There's an old saying in Hungary. You only get to know someone by living with them...
Or, working with them, in this case.
This will also give you a larger pool of expertise, for specific tasks, without spending millions on hiring a bunch of top experts.
But, be fair!
It doesn't mean you should consider people to be disposable!
If someone is good, you should hire them full time.

Selvan Rajan

October 24th, 2016

Hiring is an art. You learn as you go. Here is my strategy though I am a technical person: 1. Define what kind of a programmer that you are looking for on both soft and hard skills, 2. Give a weighting of 25% to the resume matching your requirements, 3. Develop a set of questions both technical and non-technical questions and give 25% for each, and finally 4. Develop a couple of hypothetical business scenarios that would resemble your idea to see whether he/she could come up good answers with a weighting of 25%. Based on this approach, you will definitely learn and improve the process.

Cory Isaacson Advisor at Extraordinary Re

October 24th, 2016

This is an excellent question, I myself decided to "get technical" years ago because I too was burned so badly. However, I realize that is not totally practical, and over time I did build some approaches that can work.

Before I cover that though, I'll never forget an interview where I was the person being interviewed very early in my career. The president of very large prospect looked me in the eye and said: "I learned something about IT people -- you can't tell if they are any good or not until it's far too late...". 

This always stuck with me, and even after I "got technical" I still made mistakes.

One thing that really helped, and worked most of the time, was to give a very extensive and specific project to someone as part of the interview process. I picked something that I expected could be done in a long day or perhaps a weekend. I made sure it was relevant to what I needed done (not even the same technology, I often would let the developer use any technology they were comfortable with). This "test" was very good at weeding out people, because a) either they were not good enough to get it done in a reasonable amount of time, or b) they did not have the dedication and persistence to do it.

Interesting things came out of this, including a guy who had to learn the whole area to succeed, and he has been very reliable ever since. As another point, I always look for how adept someone is at learning new things, rather than trying to find someone who "knows it all already" (that last category can cause the biggest problem individuals).

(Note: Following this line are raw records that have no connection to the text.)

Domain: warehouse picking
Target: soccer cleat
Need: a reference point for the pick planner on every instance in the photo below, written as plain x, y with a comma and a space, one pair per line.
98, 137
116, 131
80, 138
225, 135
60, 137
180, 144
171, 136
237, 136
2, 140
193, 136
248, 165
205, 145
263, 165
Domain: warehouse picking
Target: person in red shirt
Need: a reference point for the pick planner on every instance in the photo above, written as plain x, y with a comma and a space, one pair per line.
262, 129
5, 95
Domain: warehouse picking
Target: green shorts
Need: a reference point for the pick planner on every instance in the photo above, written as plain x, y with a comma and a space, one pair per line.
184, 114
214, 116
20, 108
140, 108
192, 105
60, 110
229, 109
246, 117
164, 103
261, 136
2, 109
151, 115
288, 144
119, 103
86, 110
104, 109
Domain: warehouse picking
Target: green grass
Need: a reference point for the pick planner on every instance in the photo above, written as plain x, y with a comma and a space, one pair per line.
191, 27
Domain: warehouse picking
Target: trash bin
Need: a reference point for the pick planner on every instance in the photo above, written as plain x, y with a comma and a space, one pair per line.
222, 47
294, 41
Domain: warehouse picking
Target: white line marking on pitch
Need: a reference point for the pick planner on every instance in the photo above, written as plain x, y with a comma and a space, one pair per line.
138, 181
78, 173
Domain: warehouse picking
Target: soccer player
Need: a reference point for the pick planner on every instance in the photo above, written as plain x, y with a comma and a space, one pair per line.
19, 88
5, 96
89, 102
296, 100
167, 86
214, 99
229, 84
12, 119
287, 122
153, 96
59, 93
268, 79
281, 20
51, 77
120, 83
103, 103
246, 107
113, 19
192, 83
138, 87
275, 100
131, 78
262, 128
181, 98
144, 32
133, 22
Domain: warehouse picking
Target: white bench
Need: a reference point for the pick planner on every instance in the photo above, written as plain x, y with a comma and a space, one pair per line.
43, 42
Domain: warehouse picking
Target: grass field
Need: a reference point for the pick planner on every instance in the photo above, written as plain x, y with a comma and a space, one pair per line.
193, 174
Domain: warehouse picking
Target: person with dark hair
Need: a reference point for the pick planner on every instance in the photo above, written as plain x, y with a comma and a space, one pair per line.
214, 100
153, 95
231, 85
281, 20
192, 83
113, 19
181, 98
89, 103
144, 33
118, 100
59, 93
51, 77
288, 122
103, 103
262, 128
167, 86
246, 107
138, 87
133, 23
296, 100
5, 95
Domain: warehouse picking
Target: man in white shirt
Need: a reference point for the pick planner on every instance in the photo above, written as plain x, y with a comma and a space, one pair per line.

Lastly, a really great developer can do things many times faster than their peers (as much as 30X according to some studies). This type of upfront project works really well.

If I am still unsure of someone, but think they have potential, I have often brought them in for a trial period, allowing them to prove to the team they can do it.

Valeriia Timokhina Eastern Peak Software: Custom software development

October 25th, 2016

In case you are looking for a freelancer, you should refer to proven platforms like Upwork. From my experience with this platform I can say that it's really convenient - to see person's testimonials and portfolio. You also have an opportunity even to contact his or her previous clients to find out whether it's a right fit.

If you need a developers' team you should look for a development company - check their portfolio and clients' testimonials. Every good company has such section on their website. There is a great choice of software development companies in the Europe and opportunities of outsourcing to Eastern Europe and Asia as well.